Par arrêt du 23 thermidor an 10, au rapport de M. Boyer,

« Attendu que, d'après l'art. 16 du tit. 5 de l'ordonnance du commerce de 1673, les veuve et héritiers de Pierre Semm, pour être admis à opposer contre la demande de Meyer Gotschler, le défaut de Protêt et de notification d'icelui à Pierrre Semm, dans les délais voulus par les art. 4 et 13 du même titre, étaient obligés de prouver que Violant était redevable dudit Semm, ou avait provision, au temps où les traites dont il s'agit, avaient dû être protestées; et que les juges ont décidé, en fait, que les veuve et héritiers Semm n'avaient aucunement fait cette preuve, ce qui les rendait non-recevables à exciper de l'inobservation desdits délais;

» Le tribunal rejette le pourvoi......». V. l'arrêt de la section civile, du 25 prairial an 10, rapporté dans le §. suivant.

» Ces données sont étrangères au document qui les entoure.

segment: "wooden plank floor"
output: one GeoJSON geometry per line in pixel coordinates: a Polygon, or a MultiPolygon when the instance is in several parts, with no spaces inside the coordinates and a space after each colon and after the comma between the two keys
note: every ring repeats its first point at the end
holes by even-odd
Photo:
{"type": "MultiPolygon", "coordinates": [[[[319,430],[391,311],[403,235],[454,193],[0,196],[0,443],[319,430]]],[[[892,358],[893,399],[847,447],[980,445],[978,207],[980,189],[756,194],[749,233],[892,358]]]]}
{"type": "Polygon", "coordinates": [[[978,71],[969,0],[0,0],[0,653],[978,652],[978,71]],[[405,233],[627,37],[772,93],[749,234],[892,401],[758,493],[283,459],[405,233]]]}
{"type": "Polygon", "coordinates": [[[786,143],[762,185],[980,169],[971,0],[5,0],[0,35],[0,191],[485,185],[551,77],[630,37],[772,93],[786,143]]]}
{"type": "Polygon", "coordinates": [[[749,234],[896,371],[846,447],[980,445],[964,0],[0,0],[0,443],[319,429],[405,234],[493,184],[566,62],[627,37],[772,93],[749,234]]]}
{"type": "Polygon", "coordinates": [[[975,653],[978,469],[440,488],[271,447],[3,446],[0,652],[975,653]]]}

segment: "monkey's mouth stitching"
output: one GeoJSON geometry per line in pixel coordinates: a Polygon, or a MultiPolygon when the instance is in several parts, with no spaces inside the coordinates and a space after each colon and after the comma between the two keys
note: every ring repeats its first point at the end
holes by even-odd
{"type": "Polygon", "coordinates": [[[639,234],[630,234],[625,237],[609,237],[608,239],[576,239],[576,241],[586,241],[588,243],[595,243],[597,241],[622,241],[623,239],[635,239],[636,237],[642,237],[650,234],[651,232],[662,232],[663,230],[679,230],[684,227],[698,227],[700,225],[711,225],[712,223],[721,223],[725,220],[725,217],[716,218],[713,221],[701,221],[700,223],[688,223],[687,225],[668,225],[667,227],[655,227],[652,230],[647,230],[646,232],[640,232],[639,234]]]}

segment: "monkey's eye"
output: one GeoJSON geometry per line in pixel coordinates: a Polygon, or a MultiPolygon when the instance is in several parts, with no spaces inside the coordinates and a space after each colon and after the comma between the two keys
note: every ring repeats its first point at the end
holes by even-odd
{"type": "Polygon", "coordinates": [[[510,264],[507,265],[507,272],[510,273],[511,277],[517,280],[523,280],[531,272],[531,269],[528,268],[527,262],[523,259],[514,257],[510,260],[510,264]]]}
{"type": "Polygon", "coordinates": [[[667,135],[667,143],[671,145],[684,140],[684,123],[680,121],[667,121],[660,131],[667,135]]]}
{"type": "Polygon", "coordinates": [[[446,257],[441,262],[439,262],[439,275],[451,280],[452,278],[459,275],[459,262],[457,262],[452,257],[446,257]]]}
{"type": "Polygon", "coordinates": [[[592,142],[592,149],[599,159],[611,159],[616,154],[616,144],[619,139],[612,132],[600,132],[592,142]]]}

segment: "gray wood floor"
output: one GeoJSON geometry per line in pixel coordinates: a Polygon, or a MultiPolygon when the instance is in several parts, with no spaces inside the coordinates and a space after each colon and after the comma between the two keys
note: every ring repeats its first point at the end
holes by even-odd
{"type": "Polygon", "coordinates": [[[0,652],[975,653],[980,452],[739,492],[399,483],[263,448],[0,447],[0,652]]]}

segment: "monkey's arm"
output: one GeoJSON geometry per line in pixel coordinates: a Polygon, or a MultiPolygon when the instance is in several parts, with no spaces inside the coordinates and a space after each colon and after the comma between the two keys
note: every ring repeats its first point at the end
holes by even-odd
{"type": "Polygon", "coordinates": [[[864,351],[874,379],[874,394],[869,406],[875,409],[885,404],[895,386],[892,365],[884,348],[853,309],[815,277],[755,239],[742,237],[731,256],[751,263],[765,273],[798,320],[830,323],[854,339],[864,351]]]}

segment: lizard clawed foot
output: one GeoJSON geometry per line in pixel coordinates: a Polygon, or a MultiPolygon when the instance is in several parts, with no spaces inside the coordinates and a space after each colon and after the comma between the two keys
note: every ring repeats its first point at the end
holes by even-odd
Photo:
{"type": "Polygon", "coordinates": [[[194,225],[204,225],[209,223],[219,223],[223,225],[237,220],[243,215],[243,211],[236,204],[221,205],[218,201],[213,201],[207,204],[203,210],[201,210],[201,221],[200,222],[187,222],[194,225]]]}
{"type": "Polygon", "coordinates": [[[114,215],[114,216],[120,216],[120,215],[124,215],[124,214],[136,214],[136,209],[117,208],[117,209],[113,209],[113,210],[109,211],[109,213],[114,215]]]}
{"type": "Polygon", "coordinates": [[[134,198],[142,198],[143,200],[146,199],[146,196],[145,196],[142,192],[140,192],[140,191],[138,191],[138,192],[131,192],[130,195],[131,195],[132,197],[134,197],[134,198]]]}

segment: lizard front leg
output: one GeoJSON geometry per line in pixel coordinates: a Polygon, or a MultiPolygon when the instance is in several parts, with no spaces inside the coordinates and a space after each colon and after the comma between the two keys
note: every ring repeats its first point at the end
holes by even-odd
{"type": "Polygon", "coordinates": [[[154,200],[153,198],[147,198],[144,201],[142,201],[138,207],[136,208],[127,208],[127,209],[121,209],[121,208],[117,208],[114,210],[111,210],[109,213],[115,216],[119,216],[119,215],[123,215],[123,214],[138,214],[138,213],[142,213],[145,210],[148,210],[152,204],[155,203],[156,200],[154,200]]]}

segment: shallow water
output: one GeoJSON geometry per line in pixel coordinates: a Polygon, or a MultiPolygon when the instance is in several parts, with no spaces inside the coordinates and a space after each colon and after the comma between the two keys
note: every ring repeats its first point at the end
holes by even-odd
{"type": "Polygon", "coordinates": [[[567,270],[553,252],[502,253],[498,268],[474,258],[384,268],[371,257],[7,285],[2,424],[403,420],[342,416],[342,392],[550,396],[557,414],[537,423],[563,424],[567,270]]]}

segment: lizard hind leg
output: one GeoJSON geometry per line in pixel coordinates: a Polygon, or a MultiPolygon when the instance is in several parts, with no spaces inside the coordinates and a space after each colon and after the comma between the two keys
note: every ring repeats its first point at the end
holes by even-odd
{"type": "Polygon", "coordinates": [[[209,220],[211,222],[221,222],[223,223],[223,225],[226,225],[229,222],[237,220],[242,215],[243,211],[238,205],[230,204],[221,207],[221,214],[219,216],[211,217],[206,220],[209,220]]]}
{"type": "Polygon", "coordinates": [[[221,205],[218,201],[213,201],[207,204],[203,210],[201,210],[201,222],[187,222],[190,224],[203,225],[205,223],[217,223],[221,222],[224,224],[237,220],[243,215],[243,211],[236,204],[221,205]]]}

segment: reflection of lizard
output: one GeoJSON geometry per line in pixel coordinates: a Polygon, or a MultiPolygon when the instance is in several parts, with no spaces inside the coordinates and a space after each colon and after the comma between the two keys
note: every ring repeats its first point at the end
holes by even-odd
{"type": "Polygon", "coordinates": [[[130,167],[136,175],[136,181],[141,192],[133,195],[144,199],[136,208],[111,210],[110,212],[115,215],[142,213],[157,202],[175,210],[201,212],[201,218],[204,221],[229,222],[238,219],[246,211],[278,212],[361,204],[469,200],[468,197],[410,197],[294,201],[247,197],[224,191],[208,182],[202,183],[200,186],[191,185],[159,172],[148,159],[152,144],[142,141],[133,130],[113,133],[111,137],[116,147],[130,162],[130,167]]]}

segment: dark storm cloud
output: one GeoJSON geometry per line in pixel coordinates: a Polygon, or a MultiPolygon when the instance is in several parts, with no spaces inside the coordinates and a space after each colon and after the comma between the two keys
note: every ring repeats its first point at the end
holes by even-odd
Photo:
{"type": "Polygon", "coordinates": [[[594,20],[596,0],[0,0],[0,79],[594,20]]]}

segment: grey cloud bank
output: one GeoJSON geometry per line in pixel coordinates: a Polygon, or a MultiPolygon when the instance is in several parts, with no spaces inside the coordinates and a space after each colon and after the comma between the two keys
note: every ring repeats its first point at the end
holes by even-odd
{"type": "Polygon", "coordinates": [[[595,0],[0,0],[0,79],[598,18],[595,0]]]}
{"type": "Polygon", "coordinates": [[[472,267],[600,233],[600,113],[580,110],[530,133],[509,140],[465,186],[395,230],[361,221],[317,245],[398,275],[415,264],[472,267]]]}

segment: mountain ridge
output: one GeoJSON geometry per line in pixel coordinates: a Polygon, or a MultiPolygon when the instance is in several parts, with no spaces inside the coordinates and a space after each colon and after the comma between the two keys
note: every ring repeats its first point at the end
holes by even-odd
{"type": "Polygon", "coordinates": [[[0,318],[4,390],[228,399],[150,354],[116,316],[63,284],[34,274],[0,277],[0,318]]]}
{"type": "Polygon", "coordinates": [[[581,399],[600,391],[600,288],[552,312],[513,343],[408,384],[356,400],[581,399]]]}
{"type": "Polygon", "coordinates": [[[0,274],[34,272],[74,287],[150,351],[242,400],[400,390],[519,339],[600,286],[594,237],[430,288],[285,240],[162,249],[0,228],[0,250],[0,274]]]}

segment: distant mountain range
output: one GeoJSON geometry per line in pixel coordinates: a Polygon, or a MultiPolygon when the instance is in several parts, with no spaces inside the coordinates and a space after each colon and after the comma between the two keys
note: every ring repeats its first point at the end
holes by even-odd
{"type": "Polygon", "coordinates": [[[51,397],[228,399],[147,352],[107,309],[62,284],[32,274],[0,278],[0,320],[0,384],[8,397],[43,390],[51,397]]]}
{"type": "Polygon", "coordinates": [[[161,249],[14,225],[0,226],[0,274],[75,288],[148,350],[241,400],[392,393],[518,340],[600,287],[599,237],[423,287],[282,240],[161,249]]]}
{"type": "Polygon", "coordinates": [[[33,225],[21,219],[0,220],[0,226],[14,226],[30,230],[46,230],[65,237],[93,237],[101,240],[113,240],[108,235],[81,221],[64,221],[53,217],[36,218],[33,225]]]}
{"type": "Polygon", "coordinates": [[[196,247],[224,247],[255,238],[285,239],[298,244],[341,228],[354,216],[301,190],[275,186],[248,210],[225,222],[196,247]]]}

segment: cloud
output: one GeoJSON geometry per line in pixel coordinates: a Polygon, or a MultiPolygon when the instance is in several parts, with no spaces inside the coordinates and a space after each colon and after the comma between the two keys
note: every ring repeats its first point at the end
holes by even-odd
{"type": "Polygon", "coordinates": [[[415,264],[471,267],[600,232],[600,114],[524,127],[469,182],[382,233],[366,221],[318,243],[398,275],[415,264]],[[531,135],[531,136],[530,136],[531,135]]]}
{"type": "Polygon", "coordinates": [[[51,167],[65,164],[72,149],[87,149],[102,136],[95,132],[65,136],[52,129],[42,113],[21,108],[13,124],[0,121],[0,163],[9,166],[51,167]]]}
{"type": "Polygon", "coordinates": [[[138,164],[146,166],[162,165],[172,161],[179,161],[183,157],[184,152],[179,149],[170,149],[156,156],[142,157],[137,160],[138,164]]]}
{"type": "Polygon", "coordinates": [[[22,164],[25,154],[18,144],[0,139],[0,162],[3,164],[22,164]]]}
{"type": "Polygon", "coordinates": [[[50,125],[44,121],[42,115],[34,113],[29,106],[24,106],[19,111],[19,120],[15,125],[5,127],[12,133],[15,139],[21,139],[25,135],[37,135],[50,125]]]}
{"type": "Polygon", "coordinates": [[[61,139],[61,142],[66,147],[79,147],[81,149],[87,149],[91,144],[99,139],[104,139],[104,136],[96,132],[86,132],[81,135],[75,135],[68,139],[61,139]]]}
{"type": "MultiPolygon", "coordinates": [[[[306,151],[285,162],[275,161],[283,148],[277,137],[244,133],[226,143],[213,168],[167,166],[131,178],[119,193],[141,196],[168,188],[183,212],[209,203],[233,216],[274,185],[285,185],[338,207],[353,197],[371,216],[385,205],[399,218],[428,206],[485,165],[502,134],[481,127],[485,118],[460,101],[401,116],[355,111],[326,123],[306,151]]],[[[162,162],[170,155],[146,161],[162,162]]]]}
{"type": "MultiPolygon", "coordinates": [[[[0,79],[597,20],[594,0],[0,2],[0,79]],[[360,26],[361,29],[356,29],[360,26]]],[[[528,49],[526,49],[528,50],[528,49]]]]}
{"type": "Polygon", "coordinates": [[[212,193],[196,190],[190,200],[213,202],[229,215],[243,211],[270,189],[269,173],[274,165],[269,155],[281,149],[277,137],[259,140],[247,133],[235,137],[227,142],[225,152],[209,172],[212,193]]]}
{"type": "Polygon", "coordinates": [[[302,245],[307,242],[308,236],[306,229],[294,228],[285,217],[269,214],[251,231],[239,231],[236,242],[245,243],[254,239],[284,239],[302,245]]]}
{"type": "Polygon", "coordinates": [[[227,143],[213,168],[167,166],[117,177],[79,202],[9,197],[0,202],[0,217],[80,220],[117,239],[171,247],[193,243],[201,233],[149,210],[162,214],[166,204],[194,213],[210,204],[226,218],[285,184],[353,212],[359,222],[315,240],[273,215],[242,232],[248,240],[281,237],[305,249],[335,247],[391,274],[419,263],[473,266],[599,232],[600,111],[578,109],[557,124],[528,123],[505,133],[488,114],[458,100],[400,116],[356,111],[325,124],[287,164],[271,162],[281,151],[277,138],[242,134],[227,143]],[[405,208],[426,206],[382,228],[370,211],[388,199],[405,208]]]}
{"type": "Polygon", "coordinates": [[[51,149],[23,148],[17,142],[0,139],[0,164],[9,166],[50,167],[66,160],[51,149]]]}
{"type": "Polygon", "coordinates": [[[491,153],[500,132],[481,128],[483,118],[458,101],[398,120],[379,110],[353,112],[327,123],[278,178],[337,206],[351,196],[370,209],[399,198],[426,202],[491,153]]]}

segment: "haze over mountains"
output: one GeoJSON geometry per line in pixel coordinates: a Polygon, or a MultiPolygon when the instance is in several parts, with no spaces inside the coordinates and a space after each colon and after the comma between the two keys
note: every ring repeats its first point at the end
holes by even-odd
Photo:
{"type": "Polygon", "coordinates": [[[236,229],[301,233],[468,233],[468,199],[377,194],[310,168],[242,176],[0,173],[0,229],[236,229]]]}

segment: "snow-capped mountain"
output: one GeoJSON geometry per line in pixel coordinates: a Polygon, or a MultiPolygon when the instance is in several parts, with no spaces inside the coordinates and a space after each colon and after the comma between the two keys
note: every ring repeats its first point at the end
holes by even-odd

§. V. La disposition de l'art. 16 du tit. 5 de l'ordonnance de 1673, dont il est question dans le §. précédent, pouvait elle être opposée à des endosseurs qui n'étaient pas en même temps tireurs?

Pourquoi non? Cependant la cour d'appel de Bruxelles a jugé le contraire, le 21 vendémiaire an 9, en faveur de Foilquin-Pierron, et au désavantage de Botte.

Dans le fait, une lettre de change tirée de Hambourg, par Martin Meyer, à l'ordre de Sine, Mallet et compagnie, sur Raux, Fournel et compagnie, à Paris, avait été transportée à Botte par Foilquin-Pierron, en paiement d'une somme de 1,400 francs qu'il lui devait.

Cette lettre de change avait été protestée six jours trop tard. Mais le Protêt contenait la déclaration de Raux, Fournel et compagnie, qu'ils n'avaient reçu aucuns fonds du tireur.

Sur l'assignation en remboursement donnée par Botte à Foilquin-Pierron, devant le tribunal de commerce de Gand, fin de non recevoir opposée par celui-ci, sur ce que le TOME XII.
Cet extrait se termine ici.